Citigroup Centre in London. Photo by Harshil Shah.
USA Today reports that at Citigroup, 55% of shareholders rejected or abstained from rubberstamping a $25 million payday for their CEO Vikrom Pandit. The vote is only advisory, unfortunely, but is still described as being “historic” for Wall Street firms in the aftermath of the recession. The report notes:
Wall Street’s massive compensation packages have raised the ire of shareholders for years, especially when they appear to have little relation to the performance of specific executives. …
“Citigroup is one of most egregious example of disconnect between incentives of top management and value creation of shareholders,” said Mike Mayo, bank analyst at brokerage firm CLSA and author of the book “Exile on Wall Street.”
“The owners of the big banks, namely the shareholders, are finally taking a greater amount of responsibility by speaking up.”
Closer to home, the Pittsburgh Post-Gazette has a story this morning about discontent at Pittsburgh-based EQT’s annual shareholder meeting. Again, executive compensation seems to be at the heart of this dispute — as well as unease about natural gas production.
Even though the Buffett Rule failed to get a vote in the U.S. Senate earlier this week, it seems that income inequality is on the minds of many Americans right now — as it should be. (In case you missed it, check out the Keystone Research Center and Pennsylvania Budget and Policy Center’s fact sheet on the Buffett Rule and what it means to Pennsylvania.)



3 Comments

I may be wrong, but I think that the vote on high-level corpse officer compensation is always just advisory. The purpose is to get a positive vote for the compensation committee to shower gold on the officers. A negative vote can be ignored by saying that the stockholders just don’t understand the necessity of showering money on these brilliant people, even if the compensation goes up in the face of the company being destroyed.

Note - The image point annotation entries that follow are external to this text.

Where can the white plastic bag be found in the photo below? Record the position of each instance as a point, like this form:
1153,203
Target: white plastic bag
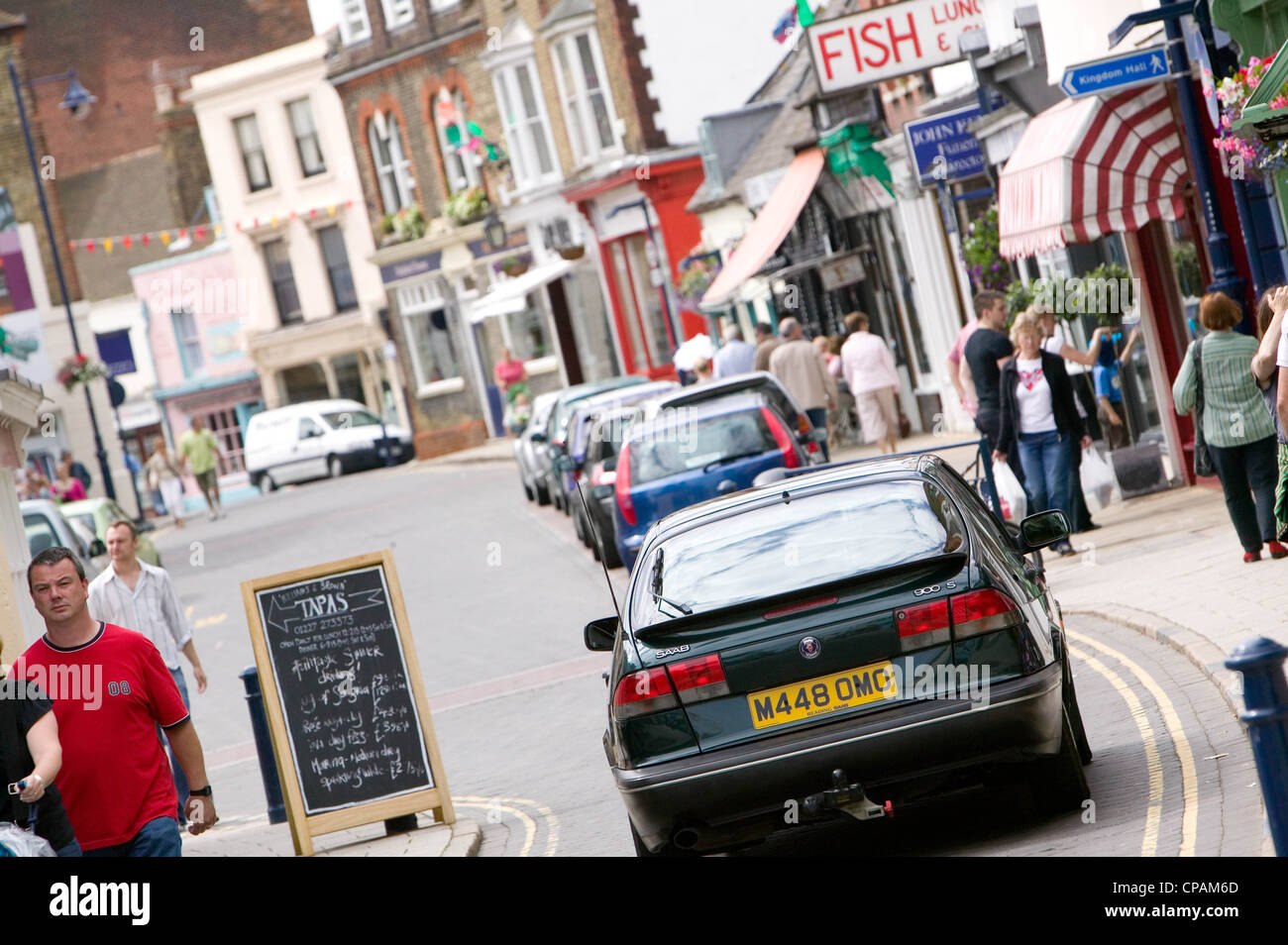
1016,503
1099,483
17,842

Despite the vote is advisory I hope this decision will be made.It really seems that income inequality is on the minds of many Americans right now-last year CEO pay rose slightly, while workers struggled to find jobs and were used to apply for faxless payday loans .Executive compensation is under fire, but CEOs are still enjoying perks such as company jets, personal security, financial planning advice and club memberships but as we can see from this message, soon the situation will change because shareholders have made a decision.
Ahhhh, so the elites are getting ready to battle the elites. Can’t say it couldn’t happen to a more deserving bunch of folks! After outsourcing and doing everything to dismantle anything that might benefit workers for literally years I don’t imagine there will be a ton of people sympathetic to the plight of someone who can screw up a company and still extract millions in compensation.